Wheat weaving class revives Harvest Folk Art


LOCK HAVEN — A wheat weaving class will be held on Saturday, Oct. 19 from 10 a.m. to noon at Ross Library, 232 W. Main St. in Lock Haven.

The class is being offered by Kathryn Romani, an Olde World folk artist from Howard, to keep this traditional harvest folk art alive. No special skills are needed. If you can braid hair, you can weave wheat.

For reservations, call 814-355-4071. The class is open to adults, and children 10 years and up, who must be accompanied by an adult.

Wheat weaving is an ancient folk art that dates back centuries to a time when a person’s survival depended upon the grain harvest. Although the designs vary from country to country, grains universally represent the fertility of the earth. The harvest custom of wheat weaving was believed to bring blessings of prosperity to the farmer and his land.
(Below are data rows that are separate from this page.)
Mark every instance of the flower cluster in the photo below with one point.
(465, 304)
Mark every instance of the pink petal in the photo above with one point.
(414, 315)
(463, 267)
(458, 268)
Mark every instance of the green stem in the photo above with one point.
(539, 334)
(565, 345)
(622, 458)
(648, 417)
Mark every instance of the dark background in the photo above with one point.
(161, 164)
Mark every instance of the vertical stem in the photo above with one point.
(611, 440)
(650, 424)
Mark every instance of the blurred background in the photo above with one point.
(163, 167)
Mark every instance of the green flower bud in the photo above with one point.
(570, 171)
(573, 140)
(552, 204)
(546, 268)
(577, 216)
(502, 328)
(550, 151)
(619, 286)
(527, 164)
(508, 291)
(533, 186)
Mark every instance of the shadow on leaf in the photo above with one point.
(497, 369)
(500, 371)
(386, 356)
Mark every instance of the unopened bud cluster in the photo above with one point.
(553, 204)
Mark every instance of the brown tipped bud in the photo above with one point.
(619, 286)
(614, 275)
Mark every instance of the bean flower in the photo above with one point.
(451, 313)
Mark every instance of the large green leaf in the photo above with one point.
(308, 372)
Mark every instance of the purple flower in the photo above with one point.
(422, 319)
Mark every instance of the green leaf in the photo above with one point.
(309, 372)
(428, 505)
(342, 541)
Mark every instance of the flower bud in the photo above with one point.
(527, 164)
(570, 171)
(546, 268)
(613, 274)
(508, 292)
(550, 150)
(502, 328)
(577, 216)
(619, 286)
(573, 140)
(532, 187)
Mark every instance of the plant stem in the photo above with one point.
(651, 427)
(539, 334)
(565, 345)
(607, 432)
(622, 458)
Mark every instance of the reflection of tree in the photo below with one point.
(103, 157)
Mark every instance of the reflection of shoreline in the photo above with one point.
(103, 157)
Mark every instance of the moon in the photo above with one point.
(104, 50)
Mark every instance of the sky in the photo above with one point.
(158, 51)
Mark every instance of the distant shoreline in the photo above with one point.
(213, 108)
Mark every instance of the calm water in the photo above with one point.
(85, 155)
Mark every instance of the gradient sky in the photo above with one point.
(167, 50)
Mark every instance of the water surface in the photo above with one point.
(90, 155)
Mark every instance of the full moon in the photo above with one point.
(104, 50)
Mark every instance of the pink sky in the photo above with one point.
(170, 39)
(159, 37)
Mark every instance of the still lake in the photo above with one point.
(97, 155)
Therefore, the harvest’s last sheaves or best cut of grain was woven into ornate decorations and hung in homes — until next year’s harvest — to honor the Spirit of Mother Earth.

By the 1700s, weaving grains into harvest tokens was widespread throughout Europe and Scandinavia. A century later, when Christmas trees became popular, they were also used as tree decorations. This tradition was brought to America by new immigrants, who passed down the techniques to younger generations, especially in the Midwestern grain states.

Today, the ancient art of wheat weaving — like so many other folk arts — is dissipating. It is the mission of K. Romani to revive this, and other Olde World European folk arts, through her seasonal classes offered in our community. Join this class to see how easy it is to create a beautiful wheat weaving and to help keep this folk art alive.